Oleh: T. Taufiqulhadi
(Mantan Anggota DPR RI)
Orang Amerika merasa negerinya kini seperti tengah menhadapi musibah bukan alang kepalang besarnya. Padahal selama ini, negeri merekalah yang selalu menimpakan musibah ke batok kepala orang lain: tidak suka kepada Mullah Mohammad Omar, mereka runtuhkan pemerinatah Taliban Aghanistan; tidak suka kepada Saddam Hussien, mereka bumi hanguskan Irak hingga rata dengan tanah; dan tidak suka kepada Muammar Ghadafi, ia perintahkan Inggris untuk membantai sebanyak mungkin rakyat Libya dan memporak-porandakan negeri itu hingga tujuh turunan rakyat Libya pun tidak bisa bangkit lagi.

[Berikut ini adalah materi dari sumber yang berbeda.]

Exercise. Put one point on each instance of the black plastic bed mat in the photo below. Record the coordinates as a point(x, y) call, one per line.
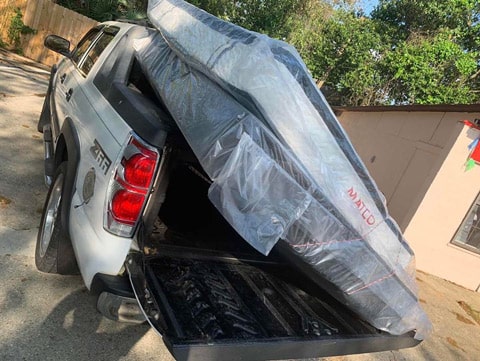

Kini musibah itu kelihatannya seperti sedang berbalik arah dalam perjalanan kembali menuju ke negeri federatif tersebut. Walau jenis musibah itu tidak sesegera mungkin dapat membuat negeri tersebut berubah menggenaskan seperti buah tangan mereka di atas Irak atau Suriah, tapi setidaknya membuat rakyat Amerika pusing tujuh keliling.
Bayangkan, jika angin tidak berubah-ubah arah sesukanya, dalam pemilu Amerika awal November mendatang dua prediket tua akan bertarung habis- habisan: sang petahana dari Partai Demokrat Joe Biden, dan jago Partai Republik Donald Trump.
Kalau urusan kedua kandidat ini adalah biasa-biasa saja maka tak jadi soal. Tapi urusannya tidak biasa-biasa saja. Kehadiran kedua mereka ini sulit dicerna hati rakyat Amerika, yang selalu ingin sempurna dan hebat. Memilih salah satu dari dari kedua kakek ini jauh kesan Amerika sempurna dan hebat. Kecuali kesan Amerika kini telah kehabisan stock manusia sehat dan waras sehingga orang seperti Biden yang sering lupa tentang nama sahabat dekatnya, dan mungkin nama istrinya, dan Trump yang sering lupa bahwa semua negara di muka bumi kudu ada Undang-undang Dasarnya, termasuk negerinya sendiri, harus masuk dalam urusan pikiran para pemilih di negara digdaya yang selalu ingin menang itu.